Jakarta, KPonline-Perjalanan gerakan buruh di Indonesia mengalami dinamika yang terus berubah dari masa ke masa. Dalam sejarahnya, gerakan pekerja kerap berada di antara dua posisi, yakni mendekati kekuasaan atau justru menjadi kekuatan penyeimbang yang kritis terhadap pemerintah. Situasi itu berlangsung sejak era Orde Baru, masa reformasi, hingga pemerintahan saat ini.

Pada masa Orde Baru, organisasi pekerja disatukan dalam satu wadah tunggal bernama Serikat Pekerja Seluruh Indonesia (SPSI).
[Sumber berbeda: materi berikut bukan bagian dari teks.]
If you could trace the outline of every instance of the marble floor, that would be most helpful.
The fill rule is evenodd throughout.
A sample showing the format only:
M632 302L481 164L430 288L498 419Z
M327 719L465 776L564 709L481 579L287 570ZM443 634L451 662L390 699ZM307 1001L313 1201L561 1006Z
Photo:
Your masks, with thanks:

Dalam praktiknya, organisasi tersebut dipandang menjadi bagian dari sistem kekuasaan saat itu. Ruang gerak serikat pekerja dinilai terbatas, termasuk dalam menyampaikan kritik dan melakukan aksi demonstrasi.

Setelah reformasi bergulir, peta gerakan buruh mulai berubah. Organisasi pekerja yang sebelumnya berada dalam satu wadah kemudian berkembang menjadi berbagai federasi dan konfederasi serikat pekerja. Dari dinamika tersebut lahir kelompok-kelompok buruh dengan karakter perjuangan yang berbeda.
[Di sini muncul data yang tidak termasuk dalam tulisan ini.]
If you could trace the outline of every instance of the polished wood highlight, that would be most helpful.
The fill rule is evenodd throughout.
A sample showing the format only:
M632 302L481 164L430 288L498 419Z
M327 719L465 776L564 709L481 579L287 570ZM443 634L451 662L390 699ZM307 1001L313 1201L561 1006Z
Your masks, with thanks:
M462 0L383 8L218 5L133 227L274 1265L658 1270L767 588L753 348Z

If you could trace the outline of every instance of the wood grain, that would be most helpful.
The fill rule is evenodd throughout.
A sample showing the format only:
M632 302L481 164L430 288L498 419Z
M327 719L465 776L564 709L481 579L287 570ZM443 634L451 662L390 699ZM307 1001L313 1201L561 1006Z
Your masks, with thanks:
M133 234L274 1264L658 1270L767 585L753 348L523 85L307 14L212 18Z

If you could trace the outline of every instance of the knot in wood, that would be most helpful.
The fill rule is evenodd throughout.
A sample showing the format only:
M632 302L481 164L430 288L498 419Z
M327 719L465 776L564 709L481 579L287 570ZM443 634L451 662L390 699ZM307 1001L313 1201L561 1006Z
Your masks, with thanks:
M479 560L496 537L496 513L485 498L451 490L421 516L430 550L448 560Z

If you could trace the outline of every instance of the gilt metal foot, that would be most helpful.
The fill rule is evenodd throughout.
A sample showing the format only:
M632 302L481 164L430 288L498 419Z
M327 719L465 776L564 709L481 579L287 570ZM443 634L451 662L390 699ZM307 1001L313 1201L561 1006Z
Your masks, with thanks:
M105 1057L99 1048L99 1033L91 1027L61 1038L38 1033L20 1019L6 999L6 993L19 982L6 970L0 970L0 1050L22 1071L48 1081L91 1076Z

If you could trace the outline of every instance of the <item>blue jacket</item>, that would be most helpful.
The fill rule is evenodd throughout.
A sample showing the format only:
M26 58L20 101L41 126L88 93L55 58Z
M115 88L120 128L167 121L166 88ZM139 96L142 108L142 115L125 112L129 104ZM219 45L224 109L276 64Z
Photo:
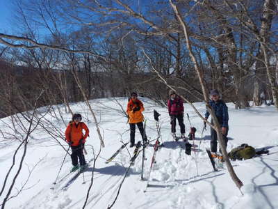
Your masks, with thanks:
M225 102L222 100L219 100L216 102L213 100L209 100L209 105L214 109L215 112L216 117L218 118L218 122L221 127L228 127L229 114L228 114L228 107L227 107ZM209 113L206 111L205 114L205 118L208 118L209 116Z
Salah satu organisasi yang muncul dalam arus reformasi adalah Serikat Pekerja Seluruh Indonesia Reformasi yang kemudian berkembang menjadi Kongres Serikat Pekerja Indonesia (KSPI), sebelum akhirnya menjadi Konfederasi Serikat Pekerja Indonesia (KSPI) seperti yang dikenal saat ini.

Di kalangan aktivis perburuhan, KSPI dipandang lahir bukan untuk melanjutkan pola organisasi pekerja era Orde Baru, melainkan sebagai antitesis terhadap model serikat pekerja yang dianggap terlalu dekat dengan kekuasaan. Karena latar sejarah itulah, KSPI memiliki karakter perjuangan yang berbeda dibanding sebagian organisasi pekerja lainnya.

Dalam berbagai momentum, KSPI menempatkan aksi demonstrasi sebagai bagian dari hak demokratis kaum pekerja. Organisasi ini menilai kebebasan menyampaikan pendapat merupakan bagian penting dalam perjuangan buruh untuk memperjuangkan hak-haknya.

Bagi KSPI, gerakan serikat pekerja tidak seharusnya diseragamkan atau dikendalikan dalam satu suara politik tertentu. Penyeragaman organisasi buruh dinilai berpotensi mengembalikan praktik lama yang dianggap membatasi demokrasi di lingkungan pekerja.

Sikap kritis itu juga terlihat dalam hubungan organisasi dengan pemerintah. Meski dalam beberapa isu KSPI dapat mendukung kebijakan pemerintah, organisasi tersebut tetap menegaskan pentingnya menjaga independensi gerakan buruh. Isu-isu seperti upah layak, penghapusan outsourcing, dan jaminan sosial pekerja tetap menjadi agenda utama yang terus diperjuangkan.

KSPI memandang serikat pekerja sebagai bagian dari masyarakat sipil yang memiliki tanggung jawab menjaga nilai-nilai demokrasi. Karena itu, organisasi tersebut menolak pembatasan ruang gerak buruh maupun upaya pembungkaman terhadap aksi pekerja seperti yang pernah terjadi pada masa lalu.

Hingga kini, karakter reformis yang menjadi dasar kelahirannya dinilai masih melekat dalam sikap organisasi. KSPI tetap menempatkan kebebasan berserikat, kebebasan menyampaikan pendapat, dan aksi demonstrasi sebagai bagian dari watak dasar perjuangan serikat pekerja.